FREE ELECTRONIC LIBRARY - Thesis, dissertations, books

Pages:   || 2 | 3 |

«1. Introduction This is a draft of a reference model for mapping tools. The intension is to address a comprehensive and sustainable functionality in ...»

-- [ Page 1 ] --

A Reference Model for Data Mapping tools

Draft Update August 2013

1. Introduction

This is a draft of a reference model for mapping tools. The intension is to address a comprehensive

and sustainable functionality in a scenario of information providers and aggregators, including the

long-term maintenance of resources. We assume a distribution of responsibilities, in which the

information provider curates his/her resources and provides in regular intervals updates, whereas

the aggregator is responsible for the homogeneous access to the integrated data and the resolution co-references (multiple URIs for the same thing) across all provided data. In the course of the transformation of resources to the target system, some kinds of quality control can be done which the provider has no means to do (see also the services provided by OCLC). Therefore the information provider receives and benefits from data cleaning information produced by the aggregator. The challenge is to define a modular architecture of as many components as possible that can independently be developed and optimized with minimal interfaces between them, without hindering integrated UI development for the different user roles involved.

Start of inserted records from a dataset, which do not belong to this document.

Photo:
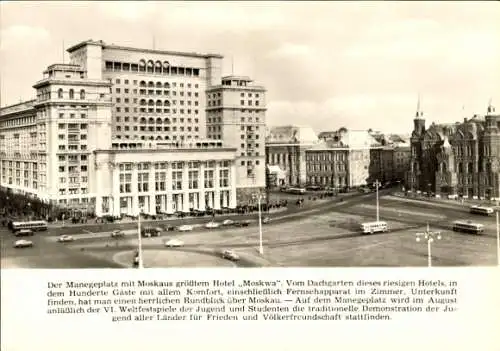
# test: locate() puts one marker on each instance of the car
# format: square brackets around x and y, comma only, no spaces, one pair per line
[65,238]
[23,243]
[149,232]
[228,222]
[185,228]
[212,225]
[117,233]
[242,223]
[230,255]
[174,243]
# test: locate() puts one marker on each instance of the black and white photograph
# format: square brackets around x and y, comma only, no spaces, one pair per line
[249,134]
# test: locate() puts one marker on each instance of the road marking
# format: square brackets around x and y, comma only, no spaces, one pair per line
[401,211]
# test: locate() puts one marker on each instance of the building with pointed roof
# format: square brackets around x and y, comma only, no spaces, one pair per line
[285,149]
[456,159]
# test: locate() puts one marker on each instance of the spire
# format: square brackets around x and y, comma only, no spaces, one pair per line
[491,109]
[419,113]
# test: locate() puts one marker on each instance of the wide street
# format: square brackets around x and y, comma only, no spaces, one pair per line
[326,236]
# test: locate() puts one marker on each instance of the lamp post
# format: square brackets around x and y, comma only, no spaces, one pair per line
[377,184]
[140,264]
[498,234]
[259,197]
[430,237]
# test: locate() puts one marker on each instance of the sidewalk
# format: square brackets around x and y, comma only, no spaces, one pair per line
[455,203]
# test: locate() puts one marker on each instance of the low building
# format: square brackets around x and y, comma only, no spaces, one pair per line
[285,149]
[342,160]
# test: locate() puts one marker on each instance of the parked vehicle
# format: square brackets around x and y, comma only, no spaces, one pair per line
[230,255]
[174,243]
[65,238]
[19,244]
[185,228]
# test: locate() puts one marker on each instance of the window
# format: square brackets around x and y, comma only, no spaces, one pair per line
[193,179]
[177,180]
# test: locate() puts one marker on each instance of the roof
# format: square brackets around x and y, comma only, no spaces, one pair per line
[351,139]
[291,134]
[127,48]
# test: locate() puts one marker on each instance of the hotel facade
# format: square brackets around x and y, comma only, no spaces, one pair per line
[121,130]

The first part of this model is a sort of requirements specification, which breaks down in the usual way into a definition of the involved user roles, the primary kinds of data the users aims at handling and the complete definition of the processes users carry out to manage these data.

2. Process Model In the following, we specify user roles and data objects in order to have a vocabulary to define user processes. Of course, these things are interdependent, so a certain redundancy is inevitable.

We do not regard IT processes as self-contained and opposed to user processes, but IT processes are regarded as being part of the user processes replacing manual work. Once such a model has been defined, it allows for a dynamic definition of which user processes are replaced or assisted by IT processes, and to justify IT processes in terms of their utility for the functions users are ultimately interested in.

2.1 User Roles

Primary user roles are:

Provider: We call providers in this model the maintainers of Local information systems. In this model, we may also call them simply source systems. Following CIDOC CRM v5.0, “These are either collection management systems or content management systems that constitute institutional memories and are maintained by an institution. They are used for primary data entry, i.e. a relevant part of the information, be it data or metadata, is primary information in digital form that fulfils institutional needs”. In practice and even more general, these are individual museums, archives, libraries, sites and monument records, academic institutes, private research societies etc., represented by their curators, IT referents or researchers. Providers ultimately have the knowledge about the meaning of their data in the real world (if anybody has it), or know who knows, or know how to verify it.

Aggregator: We call aggregators in this model the maintainers of Integrated access systems. In this model, we may also call them simply target systems. Following CIDOC CRM v5.0, “These provide an homogeneous access layer to multiple local systems. The information they manage resides primarily on local systems.” Aggregators will maintain a form of business agreements with providers to send data from local systems to the aggregators’ systems, primarily metadata. In this model, we are not interested in aggregators doing harvesting without any business interaction with the provider. The model will be useful for such scenarios in a trivial way we do not explicitly describe. Aggregators have no direct knowledge about the meaning of the data they aggregate.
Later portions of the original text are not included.